El proceso desgasta. Privación de sueño, dudas, presión social. Cuídate como cuidas al bebé.

  • Hidratación abundante (no exagerada): bebe a demanda, sin forzar litros.
  • Alimentación variada con cereales integrales, legumbres, fruta, proteína magra y grasas saludables.
  • Descansa cuando puedas, aunque sean siestas cortas.
  • Pide ayuda en casa: la relactación no es compatible con cargar también con la logística doméstica.
  • Si el agotamiento físico te impide trabajar, infórmate sobre tus derechos en baja laboral.

Preguntas frecuentes

¿Es posible relactar después de varios meses sin dar el pecho?

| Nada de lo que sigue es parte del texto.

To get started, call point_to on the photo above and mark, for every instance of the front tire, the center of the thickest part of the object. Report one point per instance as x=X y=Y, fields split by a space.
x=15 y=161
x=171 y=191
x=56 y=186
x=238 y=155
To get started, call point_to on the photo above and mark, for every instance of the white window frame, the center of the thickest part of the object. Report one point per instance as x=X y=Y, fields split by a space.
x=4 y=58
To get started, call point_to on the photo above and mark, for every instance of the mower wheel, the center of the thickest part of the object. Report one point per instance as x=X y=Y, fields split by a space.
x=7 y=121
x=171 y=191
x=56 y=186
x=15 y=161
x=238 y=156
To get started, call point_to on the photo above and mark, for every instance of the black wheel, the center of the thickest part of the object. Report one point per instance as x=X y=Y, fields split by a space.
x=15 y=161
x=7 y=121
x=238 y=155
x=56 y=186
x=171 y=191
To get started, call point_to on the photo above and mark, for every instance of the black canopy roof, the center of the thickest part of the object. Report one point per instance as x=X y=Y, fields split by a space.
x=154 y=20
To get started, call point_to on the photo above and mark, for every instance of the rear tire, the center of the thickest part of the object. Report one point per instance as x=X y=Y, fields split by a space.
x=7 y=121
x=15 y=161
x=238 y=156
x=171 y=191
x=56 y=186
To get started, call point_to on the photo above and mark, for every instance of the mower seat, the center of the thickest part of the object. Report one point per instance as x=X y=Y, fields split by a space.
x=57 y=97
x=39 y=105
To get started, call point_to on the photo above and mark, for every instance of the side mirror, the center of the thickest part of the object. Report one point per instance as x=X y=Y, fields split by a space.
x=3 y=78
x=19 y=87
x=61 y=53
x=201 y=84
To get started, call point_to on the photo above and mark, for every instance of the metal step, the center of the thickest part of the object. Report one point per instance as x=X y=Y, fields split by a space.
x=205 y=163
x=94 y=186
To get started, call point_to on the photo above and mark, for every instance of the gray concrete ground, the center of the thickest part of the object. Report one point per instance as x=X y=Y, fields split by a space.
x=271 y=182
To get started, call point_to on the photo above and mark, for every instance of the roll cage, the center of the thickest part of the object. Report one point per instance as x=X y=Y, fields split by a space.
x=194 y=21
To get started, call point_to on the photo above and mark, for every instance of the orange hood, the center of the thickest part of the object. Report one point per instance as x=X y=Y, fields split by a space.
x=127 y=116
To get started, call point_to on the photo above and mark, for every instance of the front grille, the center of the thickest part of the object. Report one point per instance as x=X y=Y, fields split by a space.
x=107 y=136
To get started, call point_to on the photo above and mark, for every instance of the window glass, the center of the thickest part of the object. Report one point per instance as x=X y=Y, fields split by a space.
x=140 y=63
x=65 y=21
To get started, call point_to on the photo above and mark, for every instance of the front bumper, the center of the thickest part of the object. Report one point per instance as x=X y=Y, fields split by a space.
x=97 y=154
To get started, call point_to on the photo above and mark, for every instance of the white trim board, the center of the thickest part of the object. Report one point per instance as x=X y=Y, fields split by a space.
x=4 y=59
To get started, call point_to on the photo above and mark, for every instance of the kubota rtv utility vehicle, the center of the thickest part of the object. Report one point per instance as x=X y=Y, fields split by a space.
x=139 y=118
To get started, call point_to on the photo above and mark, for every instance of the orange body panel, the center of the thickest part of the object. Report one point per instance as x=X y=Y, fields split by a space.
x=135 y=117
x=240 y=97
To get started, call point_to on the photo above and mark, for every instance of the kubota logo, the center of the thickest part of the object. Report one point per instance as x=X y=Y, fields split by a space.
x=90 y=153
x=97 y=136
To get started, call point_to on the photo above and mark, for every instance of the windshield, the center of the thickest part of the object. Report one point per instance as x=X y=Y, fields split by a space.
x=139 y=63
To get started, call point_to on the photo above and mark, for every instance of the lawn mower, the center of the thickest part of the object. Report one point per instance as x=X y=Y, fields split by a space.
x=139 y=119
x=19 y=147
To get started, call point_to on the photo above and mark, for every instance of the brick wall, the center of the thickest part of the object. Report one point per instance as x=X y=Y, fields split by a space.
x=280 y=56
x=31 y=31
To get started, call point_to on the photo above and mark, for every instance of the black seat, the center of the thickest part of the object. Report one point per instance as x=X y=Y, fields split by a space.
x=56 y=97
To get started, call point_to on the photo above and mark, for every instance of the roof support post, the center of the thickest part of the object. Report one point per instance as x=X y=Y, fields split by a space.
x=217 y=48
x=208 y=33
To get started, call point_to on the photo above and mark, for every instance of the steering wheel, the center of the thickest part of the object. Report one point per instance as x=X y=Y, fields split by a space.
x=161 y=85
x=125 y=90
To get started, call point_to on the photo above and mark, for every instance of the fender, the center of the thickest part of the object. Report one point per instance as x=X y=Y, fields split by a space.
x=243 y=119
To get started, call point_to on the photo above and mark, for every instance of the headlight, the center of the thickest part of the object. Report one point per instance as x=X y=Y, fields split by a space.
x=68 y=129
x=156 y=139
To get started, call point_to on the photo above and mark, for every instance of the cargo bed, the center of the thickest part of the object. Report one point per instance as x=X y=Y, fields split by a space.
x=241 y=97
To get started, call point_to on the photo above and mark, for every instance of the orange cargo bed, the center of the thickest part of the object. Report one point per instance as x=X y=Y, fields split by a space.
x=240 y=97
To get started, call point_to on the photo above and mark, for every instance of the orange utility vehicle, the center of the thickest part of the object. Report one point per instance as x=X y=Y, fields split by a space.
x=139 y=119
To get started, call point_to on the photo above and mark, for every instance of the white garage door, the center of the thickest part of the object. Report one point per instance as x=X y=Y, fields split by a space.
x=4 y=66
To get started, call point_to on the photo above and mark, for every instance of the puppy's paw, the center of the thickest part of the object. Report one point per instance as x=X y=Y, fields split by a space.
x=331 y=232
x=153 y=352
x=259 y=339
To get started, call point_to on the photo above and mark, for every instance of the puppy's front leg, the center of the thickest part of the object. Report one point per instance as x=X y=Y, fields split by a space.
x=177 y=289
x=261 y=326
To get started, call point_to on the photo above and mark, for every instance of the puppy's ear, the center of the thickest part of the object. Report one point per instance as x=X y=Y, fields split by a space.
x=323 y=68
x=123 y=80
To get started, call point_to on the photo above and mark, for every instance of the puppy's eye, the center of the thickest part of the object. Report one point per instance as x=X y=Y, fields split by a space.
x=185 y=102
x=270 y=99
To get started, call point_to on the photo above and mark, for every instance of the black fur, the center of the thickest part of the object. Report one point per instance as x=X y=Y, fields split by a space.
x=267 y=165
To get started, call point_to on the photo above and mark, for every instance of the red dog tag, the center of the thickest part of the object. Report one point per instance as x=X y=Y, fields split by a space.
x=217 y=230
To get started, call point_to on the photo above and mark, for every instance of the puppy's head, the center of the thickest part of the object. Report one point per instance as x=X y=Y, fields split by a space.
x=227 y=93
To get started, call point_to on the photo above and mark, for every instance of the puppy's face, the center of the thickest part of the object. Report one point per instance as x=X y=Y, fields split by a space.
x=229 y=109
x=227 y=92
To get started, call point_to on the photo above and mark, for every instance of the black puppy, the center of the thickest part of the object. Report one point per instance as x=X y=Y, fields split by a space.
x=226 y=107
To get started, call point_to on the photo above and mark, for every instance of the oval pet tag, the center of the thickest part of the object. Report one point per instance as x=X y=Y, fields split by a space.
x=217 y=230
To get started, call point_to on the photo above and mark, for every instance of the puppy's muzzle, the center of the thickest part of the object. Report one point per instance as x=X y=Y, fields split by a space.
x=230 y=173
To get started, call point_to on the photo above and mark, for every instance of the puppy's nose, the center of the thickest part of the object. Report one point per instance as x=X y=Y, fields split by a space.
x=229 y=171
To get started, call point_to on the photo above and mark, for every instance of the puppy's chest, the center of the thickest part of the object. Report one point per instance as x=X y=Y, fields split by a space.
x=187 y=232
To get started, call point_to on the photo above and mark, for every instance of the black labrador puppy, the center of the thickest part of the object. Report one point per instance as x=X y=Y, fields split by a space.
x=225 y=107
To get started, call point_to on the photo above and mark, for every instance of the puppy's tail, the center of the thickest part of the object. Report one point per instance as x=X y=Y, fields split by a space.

Sí, hay casos documentados de relactación tras 6 meses o más sin lactancia. El proceso es más lento y puede requerir suplementación parcial indefinida, pero es viable con apoyo profesional y constancia.

¿Necesito tomar medicación para producir leche otra vez?

No siempre. La estimulación frecuente del pecho con succión y sacaleches es el estímulo principal. Los galactagogos farmacológicos como la domperidona solo se usan bajo prescripción médica y cuando el resto de medidas no son suficientes.

¿Mi bebé pasará hambre durante la relactación?

No, porque la fórmula se reduce de forma progresiva mientras vigilas peso y pañales. El bebé recibe siempre la cantidad de alimento que necesita, ya sea por pecho, relactador o biberón complementario.

¿Puedo relactar si tomo anticonceptivos?

Los anticonceptivos con estrógenos pueden reducir la producción de leche. Los métodos solo con progestágeno (minipíldora, DIU hormonal) son compatibles con la lactancia. Consulta con tu ginecólogo antes de iniciar o continuar cualquier tratamiento.

¿Dónde puedo encontrar apoyo profesional en España?

Asociaciones como FEDALMA, La Liga de la Leche España, Multilacta y Alba Lactancia Materna ofrecen grupos de apoyo presenciales y online. También puedes buscar IBCLC certificadas en el directorio oficial de ELACTA o en hospitales con la acreditación IHAN (Iniciativa para la Humanización de la Asistencia al Nacimiento y la Lactancia).

El siguiente paso

Hoy mismo, contacta con una asesora de lactancia certificada (IBCLC) o con el grupo de apoyo a la lactancia más cercano a tu zona. Una valoración inicial te dará un plan personalizado según la edad de tu bebé, vuestra situación y tus objetivos. Empezar acompañada multiplica las posibilidades de éxito y reduce el desgaste emocional.